Фейри перестала дрожать и смотрела на него бешеными глазами.
– Ты этого не сделаешь. Орден – это все, что у меня есть.
– Значит, мы договорились, – подобрел Камил. – А теперь отвечай на мои вопросы. Как и положено специальному агенту. Тебе понравилось трахаться с ним?
– Нет. – Фейри скривилась.
– Очень хорошо. В каждой роли есть место для личной жизни. Если роль съедает и это место, актер получается никудышный. Запомни это, киса. А теперь вернемся к тому, о чем вы говорили. Какого беса тебя понесло в дурацкие сказки?
– Какие еще сказки? – удивилась она.
– Про злого колдуна и ледяное сердце. Ты понимаешь, дурочка, что играла с огнем?
– Да ничего я не понимаю, – возмутилась девушка, схватила со стола стакан и налила себе еще вина. – Какого колдуна? Какое сердце? Он спросил, чего я хочу, и я сказала, чего хочу. Тогда он меня трахнул, и все дела. Чего тебе еще нужно? Контакт есть, а доить будем постепенно. Сразу нельзя, может догадаться. Ну, Камильчик, чего ты на меня взъелся, чего ты меня пытаешь? – Она потянулась к нему губами, сложенными бантиком для поцелуя, но не дотянувшись, махнула рукой. – А, все равно не поймешь. Все вы, мужики, одинаковые. Вам бы только женщин мучить. Са… дисты. – Она громко и некрасиво икнула и засмеялась.
– Так, – сказал Камил. – Понятно.
«Мой хозяин производит на женщин неизгладимое впечатление, – подумал он. – Одна лишилась ума, другая теперь лишилась памяти. И явно не от большой и чистой любви».
– А иди-ка ты, девушка, спать. – Он опять отобрал у нее пустой стакан, обхватил ее и поставил на ноги. Захмелевшая Фейри повисла на нем и, пьяно хихикая, всю дорогу до спальни пыталась укусить его за ухо.
Камил очень редко видел сны. Наемному убийце такая роскошь ни к чему – только отвлекает, разжигает воображение, которому, наоборот, полагается быть лаконичным, точно отмеренным, приучает к неодномерности восприятия жизни. Плох тот киллер, который вместо плоской двигающейся мишени видит перед собой многомерное человеческое явление. В ранней молодости Камил выдрессировал свои сны так, что они бледной тенью проходили по краешку его сознания, не оставляя ни памяти, ни впечатлений. За двадцать лет профессионального бездействия привычка контролировать себя во сне не умерла – сделалась только еще жестче, приобретя собственную волю и перестав быть всего лишь механизмом подавления. Она стала хищником, охраняющим границы сознания, и жадно пожирала фантомы, проникающие на запретную территорию. Наверное, поэтому все эти годы ему регулярно, раз в два-три месяца, снился один и тот же сон. Он охотился на хищника, прячущегося в каменных извилинах города-лабиринта, выслеживал его и убивал.

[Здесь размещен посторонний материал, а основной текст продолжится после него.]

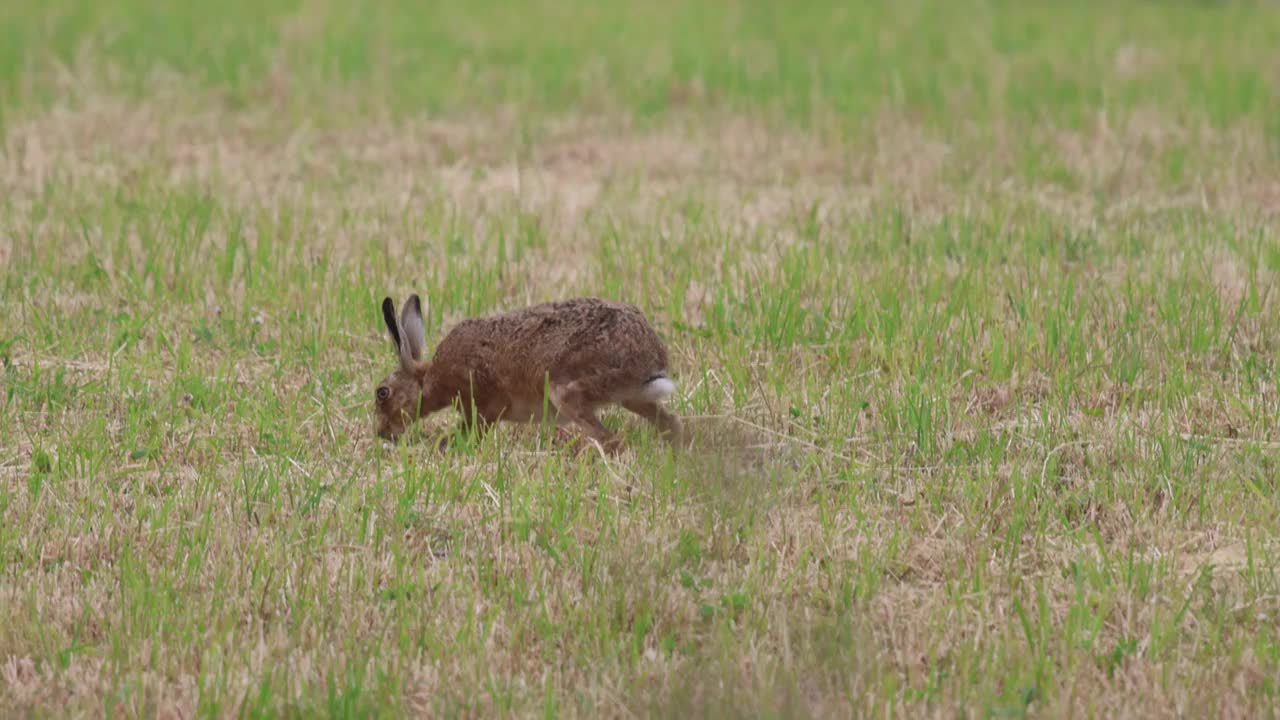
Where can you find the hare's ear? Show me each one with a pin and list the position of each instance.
(389, 318)
(412, 331)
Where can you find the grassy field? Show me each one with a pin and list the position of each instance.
(973, 310)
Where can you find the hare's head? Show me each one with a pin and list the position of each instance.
(398, 399)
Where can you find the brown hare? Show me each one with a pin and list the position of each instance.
(570, 358)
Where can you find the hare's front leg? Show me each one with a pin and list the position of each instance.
(577, 404)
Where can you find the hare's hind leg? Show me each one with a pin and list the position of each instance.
(577, 406)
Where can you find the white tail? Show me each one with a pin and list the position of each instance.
(658, 390)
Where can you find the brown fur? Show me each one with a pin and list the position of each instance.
(570, 356)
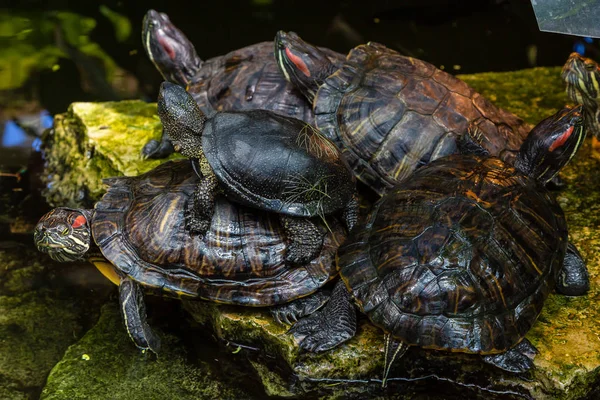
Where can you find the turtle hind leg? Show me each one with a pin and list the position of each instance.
(517, 359)
(200, 208)
(350, 213)
(133, 311)
(155, 149)
(330, 326)
(305, 239)
(573, 279)
(472, 141)
(291, 312)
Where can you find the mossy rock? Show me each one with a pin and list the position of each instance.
(105, 365)
(565, 334)
(42, 312)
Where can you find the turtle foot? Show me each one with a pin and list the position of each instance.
(519, 359)
(294, 310)
(329, 327)
(156, 150)
(305, 240)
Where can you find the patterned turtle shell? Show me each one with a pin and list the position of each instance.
(139, 227)
(248, 79)
(277, 163)
(460, 257)
(392, 114)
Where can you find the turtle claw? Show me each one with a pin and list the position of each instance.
(194, 223)
(329, 327)
(519, 359)
(291, 312)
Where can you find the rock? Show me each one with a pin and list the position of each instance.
(566, 333)
(105, 365)
(42, 312)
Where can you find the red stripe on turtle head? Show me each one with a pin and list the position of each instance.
(559, 141)
(297, 62)
(79, 221)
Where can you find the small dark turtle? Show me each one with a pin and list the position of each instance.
(461, 256)
(391, 114)
(582, 78)
(136, 237)
(261, 159)
(244, 79)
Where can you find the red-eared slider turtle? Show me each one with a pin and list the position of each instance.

Но был и другой сон. Еще более редкий и не свой – чужой. Хищник, пожирающий фантомы, был бессилен против него, забивался в свою нору и там трусливо пережидал опасность, потому что этот зверь мог убить его по-настоящему. Зверь приходил издалека, из чужих краев, и на короткое время становился беспощадным, жестоким хозяином. Он потрошил сознание толстяка, перетряхивал его память, бесчинствовал, ломая границы и проникая туда, куда не могло проникнуть ничто другое и откуда никогда не исходило ни единого выплеска. Это были черные дыры, но именно они больше всего интересовали зверя.
Зверь приходил не один. Вместе с ним приползала целая армия разнокалиберных червей. Тонких и длинных, как проволока, коротких и жирных, как личинки, белых, желтых, коричневых, омерзительных. Они-то и заполняли пространство сна. Зверь же оставался невидим и неуловим. Черви расползались по телу толстяка, прорывали ходы, норы, выгрызали в его плоти целые пещеры, обустраивались в нем на долгое житье. Их нашествие было томяще-мучительным, страшным, рождающим тоскливый вой и лихорадочные метания. Черви были жутки и тем, что не давали проснуться, пока зверь не закончит то, за чем пришел. Они словно пронизывали толстяка изнутри липкой сетью безволия, и любые трепыхания изнывающего сознания только крепче натягивали нити-червоточины.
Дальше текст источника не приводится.